Holmes sighed and unbuttoned his fly, pissing on a rock at the side of the road. I looked away, but did the same. It was still hours away from Chichester and who knew when we would next be offered relief?

"Life is what it is, Watson," Holmes said. The comment was out of the blue. He looked up at the sky, where the sun struggled to break through the glowering clouds.

"I don't know what you mean," I replied.

"We see, but we do not observe. We sense, but we do not perceive. We feel, but we do not act upon those emotions. We move through this life like sleepwalkers, or like Gladstone there, taking each moment as it comes, heedless of the future and forgetful of the past."

"I'm not forgetful of the past," I said, turning away. "The past sits on my shoulder like a great dark bird, blighting my very existence and making any future happiness impossible!"

I felt a hand on my shoulder. "You take things too much to heart, my dear boy."

But I shook off his touch. It was the last thing in the world I desired. "Don't call me your 'dear boy'! I am not a boy! I have never felt like a boy, not even when I was a child! Perhaps that's part of my problem, the reason I cannot find peace. And the reason I can never hope to find happiness!"

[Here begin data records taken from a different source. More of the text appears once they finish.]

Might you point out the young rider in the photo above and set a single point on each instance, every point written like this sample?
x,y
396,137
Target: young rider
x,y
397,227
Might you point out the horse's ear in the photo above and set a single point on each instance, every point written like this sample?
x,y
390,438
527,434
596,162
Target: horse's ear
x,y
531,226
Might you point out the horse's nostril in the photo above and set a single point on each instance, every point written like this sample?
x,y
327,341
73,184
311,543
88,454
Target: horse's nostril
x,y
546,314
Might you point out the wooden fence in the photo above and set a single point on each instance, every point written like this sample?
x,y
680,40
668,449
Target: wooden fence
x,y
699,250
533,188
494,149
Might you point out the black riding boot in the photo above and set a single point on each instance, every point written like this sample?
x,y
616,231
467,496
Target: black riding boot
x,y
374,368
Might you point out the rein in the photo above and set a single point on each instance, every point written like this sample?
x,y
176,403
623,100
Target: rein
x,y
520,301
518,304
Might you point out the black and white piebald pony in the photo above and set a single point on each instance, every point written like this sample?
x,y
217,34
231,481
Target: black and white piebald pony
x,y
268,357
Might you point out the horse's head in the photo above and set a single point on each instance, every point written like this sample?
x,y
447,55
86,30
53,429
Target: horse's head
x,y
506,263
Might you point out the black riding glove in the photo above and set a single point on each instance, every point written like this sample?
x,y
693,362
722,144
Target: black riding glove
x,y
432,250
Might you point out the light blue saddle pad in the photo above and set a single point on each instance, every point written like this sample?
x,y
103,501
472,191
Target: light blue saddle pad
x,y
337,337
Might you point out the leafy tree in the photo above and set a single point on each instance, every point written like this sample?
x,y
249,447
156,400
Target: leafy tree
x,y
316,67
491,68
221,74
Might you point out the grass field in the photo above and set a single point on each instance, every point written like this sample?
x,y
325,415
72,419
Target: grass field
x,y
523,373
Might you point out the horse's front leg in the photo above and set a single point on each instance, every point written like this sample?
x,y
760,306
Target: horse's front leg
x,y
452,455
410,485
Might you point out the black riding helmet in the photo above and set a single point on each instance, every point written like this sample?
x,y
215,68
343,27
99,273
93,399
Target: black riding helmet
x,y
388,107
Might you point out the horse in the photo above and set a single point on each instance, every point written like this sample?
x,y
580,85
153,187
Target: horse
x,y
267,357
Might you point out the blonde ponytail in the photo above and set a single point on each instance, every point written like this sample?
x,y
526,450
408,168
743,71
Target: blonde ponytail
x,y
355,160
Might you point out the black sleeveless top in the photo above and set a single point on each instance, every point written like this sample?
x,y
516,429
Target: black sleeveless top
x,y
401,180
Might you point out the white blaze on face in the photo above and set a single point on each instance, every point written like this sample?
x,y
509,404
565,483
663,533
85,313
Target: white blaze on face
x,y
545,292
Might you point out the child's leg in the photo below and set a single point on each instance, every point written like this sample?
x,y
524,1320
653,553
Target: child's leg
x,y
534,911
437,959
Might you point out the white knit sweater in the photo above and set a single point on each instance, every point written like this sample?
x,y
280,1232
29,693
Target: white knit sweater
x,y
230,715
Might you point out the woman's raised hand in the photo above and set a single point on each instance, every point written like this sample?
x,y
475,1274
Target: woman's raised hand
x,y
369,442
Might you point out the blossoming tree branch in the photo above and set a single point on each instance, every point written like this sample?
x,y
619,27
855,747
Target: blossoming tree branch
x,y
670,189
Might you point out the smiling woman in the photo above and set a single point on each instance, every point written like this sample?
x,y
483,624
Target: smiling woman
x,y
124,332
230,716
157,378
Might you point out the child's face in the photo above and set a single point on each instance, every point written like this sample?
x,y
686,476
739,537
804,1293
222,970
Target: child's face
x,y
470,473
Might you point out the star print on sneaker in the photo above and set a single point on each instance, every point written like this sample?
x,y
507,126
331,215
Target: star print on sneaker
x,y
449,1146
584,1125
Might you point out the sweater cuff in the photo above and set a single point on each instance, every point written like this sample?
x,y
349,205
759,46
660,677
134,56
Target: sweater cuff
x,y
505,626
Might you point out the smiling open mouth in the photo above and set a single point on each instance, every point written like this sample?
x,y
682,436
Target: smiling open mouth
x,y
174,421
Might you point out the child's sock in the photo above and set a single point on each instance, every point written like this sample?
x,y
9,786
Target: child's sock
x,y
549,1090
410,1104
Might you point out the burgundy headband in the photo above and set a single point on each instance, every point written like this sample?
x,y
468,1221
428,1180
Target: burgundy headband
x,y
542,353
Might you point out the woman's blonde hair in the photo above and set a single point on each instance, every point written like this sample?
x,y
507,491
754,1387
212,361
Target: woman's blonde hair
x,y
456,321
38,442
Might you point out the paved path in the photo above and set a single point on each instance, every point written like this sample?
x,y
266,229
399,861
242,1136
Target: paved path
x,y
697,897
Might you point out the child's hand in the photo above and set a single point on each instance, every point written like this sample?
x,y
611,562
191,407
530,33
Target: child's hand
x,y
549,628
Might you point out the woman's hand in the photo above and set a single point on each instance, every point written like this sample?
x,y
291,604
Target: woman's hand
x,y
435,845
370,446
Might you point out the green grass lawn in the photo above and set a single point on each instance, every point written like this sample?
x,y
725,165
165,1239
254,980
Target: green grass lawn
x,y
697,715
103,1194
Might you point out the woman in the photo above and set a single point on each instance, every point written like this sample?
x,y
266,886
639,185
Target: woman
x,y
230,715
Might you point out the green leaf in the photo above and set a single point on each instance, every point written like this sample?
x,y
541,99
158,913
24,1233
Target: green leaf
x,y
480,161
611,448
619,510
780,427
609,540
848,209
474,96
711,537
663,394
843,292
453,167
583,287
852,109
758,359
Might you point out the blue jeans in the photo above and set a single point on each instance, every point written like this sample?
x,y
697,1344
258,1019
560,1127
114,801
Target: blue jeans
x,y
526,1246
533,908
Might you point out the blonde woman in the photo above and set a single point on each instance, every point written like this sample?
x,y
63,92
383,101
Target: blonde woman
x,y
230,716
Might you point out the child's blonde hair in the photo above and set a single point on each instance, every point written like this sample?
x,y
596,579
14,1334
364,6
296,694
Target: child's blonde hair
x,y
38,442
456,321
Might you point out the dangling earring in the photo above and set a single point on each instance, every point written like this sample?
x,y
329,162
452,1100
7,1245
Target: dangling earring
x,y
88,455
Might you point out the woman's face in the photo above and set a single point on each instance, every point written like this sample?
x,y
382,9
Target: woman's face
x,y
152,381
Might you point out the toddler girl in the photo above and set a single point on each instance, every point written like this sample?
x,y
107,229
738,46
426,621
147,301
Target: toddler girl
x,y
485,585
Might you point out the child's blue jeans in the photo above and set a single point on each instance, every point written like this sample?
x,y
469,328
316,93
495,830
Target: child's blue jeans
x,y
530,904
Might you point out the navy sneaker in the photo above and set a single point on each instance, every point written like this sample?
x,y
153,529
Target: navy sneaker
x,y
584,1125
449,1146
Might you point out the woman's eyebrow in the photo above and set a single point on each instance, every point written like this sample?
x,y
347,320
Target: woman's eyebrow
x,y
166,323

I stumbled back to the carriage, slamming the door behind me. It was several minutes before Holmes returned, tugging at Gladstone's lead. The dog jumped inside, his paws filthy with muck. He sprawled on the floor of the carriage and began noisily licking himself. Holmes likewise settled on the opposite seat. He rapped sharply on the barrier and a moment later the carriage lurched forward.

"I'm looking forward to taking my leisure," said Holmes, taking out his damned pipe once more and lighting it. "There's nothing like the country to stimulate thought and encourage relaxation, isn't that true, my boy?"

And to that I did not say a single word.